Massachusetts's Commissioner of Environmental Protection, Daniel Greenbaum, said in an Associated Press interview, "There's no question that bogs are productive wetlands. But there's a question as to whether they [converted bogs] are as productive as natural wetlands would be." A state-appointed panel is now reviewing wetlands regulations to see whether restrictions can be eased.
Jack Angley is one grower here who's frustrated by what he sees as political roadblocks. The 30-acre bog he and his wife bought from his father sits on 100 acres of marshland that contrast dramatically with the towering pines at its borders. Unable to assume abandoned bogs, Mr. Angley, who is a fresh-fruit grower (as opposed to a grower of fruit to be processed), began the painstaking process of creating a wetland on six of these 100 acres, only to be forced by regulations to bring it to a two-year halt.

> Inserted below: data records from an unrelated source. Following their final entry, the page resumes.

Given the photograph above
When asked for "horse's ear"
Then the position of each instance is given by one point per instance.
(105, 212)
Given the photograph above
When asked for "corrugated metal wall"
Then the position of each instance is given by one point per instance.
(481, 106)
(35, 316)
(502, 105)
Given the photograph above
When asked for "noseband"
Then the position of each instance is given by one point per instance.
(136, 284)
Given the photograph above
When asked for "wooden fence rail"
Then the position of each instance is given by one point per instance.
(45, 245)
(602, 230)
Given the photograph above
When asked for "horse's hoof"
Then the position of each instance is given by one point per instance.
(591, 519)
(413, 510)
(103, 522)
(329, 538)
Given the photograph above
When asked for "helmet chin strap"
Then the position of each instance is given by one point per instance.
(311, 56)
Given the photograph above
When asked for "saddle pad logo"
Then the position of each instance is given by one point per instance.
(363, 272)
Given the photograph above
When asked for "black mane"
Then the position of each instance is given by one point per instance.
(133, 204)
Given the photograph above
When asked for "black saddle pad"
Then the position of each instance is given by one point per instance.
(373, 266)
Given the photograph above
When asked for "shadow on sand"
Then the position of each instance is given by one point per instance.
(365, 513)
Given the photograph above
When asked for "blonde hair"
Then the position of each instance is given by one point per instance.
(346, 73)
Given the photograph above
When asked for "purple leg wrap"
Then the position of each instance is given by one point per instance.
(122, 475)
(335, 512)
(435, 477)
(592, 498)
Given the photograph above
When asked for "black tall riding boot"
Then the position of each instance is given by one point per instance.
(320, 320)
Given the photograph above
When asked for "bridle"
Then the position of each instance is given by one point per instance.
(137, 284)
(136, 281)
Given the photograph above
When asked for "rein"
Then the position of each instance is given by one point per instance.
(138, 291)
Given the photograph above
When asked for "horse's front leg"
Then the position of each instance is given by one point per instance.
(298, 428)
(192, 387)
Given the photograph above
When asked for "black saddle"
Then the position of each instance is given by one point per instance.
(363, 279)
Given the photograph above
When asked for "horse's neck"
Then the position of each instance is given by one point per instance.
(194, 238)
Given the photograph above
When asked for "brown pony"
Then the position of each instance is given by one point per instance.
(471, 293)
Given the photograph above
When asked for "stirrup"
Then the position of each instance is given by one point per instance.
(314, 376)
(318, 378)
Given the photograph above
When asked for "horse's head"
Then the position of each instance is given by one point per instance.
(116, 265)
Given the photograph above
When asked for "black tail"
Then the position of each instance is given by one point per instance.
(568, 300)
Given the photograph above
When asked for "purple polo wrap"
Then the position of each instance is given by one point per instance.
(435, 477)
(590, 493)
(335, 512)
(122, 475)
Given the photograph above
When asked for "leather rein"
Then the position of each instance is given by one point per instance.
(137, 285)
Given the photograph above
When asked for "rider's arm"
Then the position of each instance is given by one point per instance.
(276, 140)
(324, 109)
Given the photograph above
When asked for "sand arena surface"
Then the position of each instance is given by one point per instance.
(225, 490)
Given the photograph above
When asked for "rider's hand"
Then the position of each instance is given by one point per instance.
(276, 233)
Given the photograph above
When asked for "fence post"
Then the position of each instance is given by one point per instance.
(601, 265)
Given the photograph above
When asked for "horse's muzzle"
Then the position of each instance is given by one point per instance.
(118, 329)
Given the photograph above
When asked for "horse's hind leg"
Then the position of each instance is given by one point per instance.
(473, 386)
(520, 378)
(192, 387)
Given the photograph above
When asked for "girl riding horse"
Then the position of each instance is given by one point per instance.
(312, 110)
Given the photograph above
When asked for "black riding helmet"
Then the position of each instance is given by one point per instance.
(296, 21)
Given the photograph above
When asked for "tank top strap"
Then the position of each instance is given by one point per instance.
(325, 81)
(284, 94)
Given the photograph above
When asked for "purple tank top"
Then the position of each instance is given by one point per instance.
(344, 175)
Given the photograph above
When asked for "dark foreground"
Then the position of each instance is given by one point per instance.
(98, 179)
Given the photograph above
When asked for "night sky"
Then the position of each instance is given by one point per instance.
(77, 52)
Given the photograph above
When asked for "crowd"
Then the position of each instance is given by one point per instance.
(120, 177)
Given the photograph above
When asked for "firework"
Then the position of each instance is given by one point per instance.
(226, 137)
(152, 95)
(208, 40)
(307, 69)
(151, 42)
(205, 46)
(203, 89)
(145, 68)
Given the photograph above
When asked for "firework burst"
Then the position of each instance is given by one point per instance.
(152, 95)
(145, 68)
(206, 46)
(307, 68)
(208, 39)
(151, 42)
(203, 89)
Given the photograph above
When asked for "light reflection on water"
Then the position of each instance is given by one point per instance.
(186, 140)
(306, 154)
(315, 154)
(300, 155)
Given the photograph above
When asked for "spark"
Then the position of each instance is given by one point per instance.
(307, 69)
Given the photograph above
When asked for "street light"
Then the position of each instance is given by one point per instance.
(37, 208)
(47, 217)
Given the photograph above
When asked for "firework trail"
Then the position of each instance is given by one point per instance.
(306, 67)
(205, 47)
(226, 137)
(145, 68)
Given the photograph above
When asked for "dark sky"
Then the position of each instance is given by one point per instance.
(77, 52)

Bundled up in layers of sweat shirts and a well-worn jacket, and hovering over stacked crates of berries that he and his team of seven prepared for that afternoon's airlift, Angley describes his dilemma. "This is a wetland plant, we have to maintain it on a wetland environment.... We need legislation to streamline the process for obtaining a permit to build a bog."
Despite the many challenges of bog ownership, Angley has stayed in the business for half a century. What keeps him going? "The intellectual challenge of it," he says, grinning. "There are no answers. I'm always figuring out why I didn't succeed botanically or horticulturally."
When he's not looking for answers at the bog, Angley is looking for them in the boardroom after a town meeting or at the gathering place of the other myriad associations that he is a part of. But the highlight of his week is his gig as a piano player at a nearby nightclub.
His wife, who was exposed to life on a bog when she grew up here, keeps the company books and is also an avid cook. Between them, they have seven grown children and 12 grandchildren. Some work at the bog, some are still too young, and others have left Mom and Dad's business for "real jobs," says Ms. Angley.
Do they ever tire of the taste of their beloved berry? "Never," says Angley. "It's a bitter fruit by itself, but it bakes well; Jack hasn't stopped asking for his favorite pie - cranberry raisin."